Track, field, and seagulls / Paul Fisher / CC BY-SA 2.0
For decades, California fitness testing has been a standard in P.E. (physical education) programs to determine whether a student is physically fit. However, some lawmakers are concerned about the test’s effectiveness, to a degree where they wish to eliminate it in schools.
With recent criticism of physical fitness tests, California Governor Gavin Newsom has proposed a temporary three-year-suspension on the tests to re-evaluate their effectiveness.
Ever since their inception, fitness tests have always been under question. The one-size-fits-all idea that the test standards imply has continued to anger many parents and students. In 2012, Obama revised the tests to focus on health rather than just physical fitness. However, his revisions did not address the core issues that are complained about today.

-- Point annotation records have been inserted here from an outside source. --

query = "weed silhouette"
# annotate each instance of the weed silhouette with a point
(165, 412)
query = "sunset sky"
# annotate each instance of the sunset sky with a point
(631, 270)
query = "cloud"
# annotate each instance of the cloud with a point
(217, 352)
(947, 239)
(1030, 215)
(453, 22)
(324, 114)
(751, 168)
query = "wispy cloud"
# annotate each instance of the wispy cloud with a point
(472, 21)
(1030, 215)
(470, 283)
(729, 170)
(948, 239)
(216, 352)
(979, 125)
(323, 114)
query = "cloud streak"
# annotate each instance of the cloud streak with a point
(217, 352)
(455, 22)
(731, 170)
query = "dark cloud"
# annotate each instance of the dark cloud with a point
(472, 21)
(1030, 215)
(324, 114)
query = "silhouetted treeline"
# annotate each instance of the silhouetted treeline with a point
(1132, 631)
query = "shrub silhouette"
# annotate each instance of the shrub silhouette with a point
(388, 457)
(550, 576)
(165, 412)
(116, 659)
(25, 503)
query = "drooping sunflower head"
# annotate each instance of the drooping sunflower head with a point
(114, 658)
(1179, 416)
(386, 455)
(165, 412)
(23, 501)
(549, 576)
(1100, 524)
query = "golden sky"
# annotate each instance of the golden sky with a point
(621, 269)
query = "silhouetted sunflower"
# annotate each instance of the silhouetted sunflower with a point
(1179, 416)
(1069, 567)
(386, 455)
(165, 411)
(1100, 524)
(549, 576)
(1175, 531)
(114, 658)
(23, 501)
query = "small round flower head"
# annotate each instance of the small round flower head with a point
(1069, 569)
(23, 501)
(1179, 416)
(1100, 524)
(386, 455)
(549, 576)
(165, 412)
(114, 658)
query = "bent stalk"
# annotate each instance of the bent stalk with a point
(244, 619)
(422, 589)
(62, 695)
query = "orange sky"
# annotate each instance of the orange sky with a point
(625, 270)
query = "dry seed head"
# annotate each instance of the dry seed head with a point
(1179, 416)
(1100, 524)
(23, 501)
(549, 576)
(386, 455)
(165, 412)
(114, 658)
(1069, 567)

“The BMI test completely misrepresents fitness,” said Keegan Balster, a freshman who has taken fitness tests in the past. “It only measures one’s weight and fails to consider muscle and other attributes of the body.”

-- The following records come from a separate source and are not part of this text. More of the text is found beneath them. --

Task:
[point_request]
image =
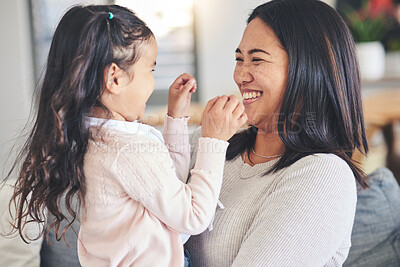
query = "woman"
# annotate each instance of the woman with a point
(289, 189)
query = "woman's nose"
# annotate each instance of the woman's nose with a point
(243, 74)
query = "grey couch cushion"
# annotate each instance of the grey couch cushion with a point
(57, 253)
(375, 236)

The one-time actions of running, stretching, and measuring fail to capture one’s fitness across an entire lifespan. Unfortunately, the test scores are based upon a single trial. By doing so, some schools (including Carlmont) base students’ future opportunities in sports off of the one performance during the test. With so much at stake for students, failing causes them to be stressed and embarrassed about their results.
“We are always working to improve the lives of students through policy,” said Palmer, a representative for California’s Finance Department. “The proposal to take time to improve fitness tests fits inline with our mission.”
Stress and anxiety are both significant issues experienced by students who have taken the test. The fitness tests not only challenges students physically, but mentally and emotionally as well. However, the innate goal of a fitness test is not invalid, and physical health is still valuable.
“In the case of a revision, we still do need some of the fitness tests,” said Luca Byers-Mora, a freshman who is currently taking P.E. at Carlmont. “Running a mile and stretching continues to be reasonable and should not be affected.”
As such a widely-used test, it is inevitable for there to not be problems surrounding them. For this reason, physical fitness tests may never indeed be perfect but should attempt to be.
“What does it mean to be physically fit? It can mean a lot to different people,” Byers-Mora said. “A test that analyzes a couple of focus areas is bound to be inaccurate in some sense, but can still be acceptable.”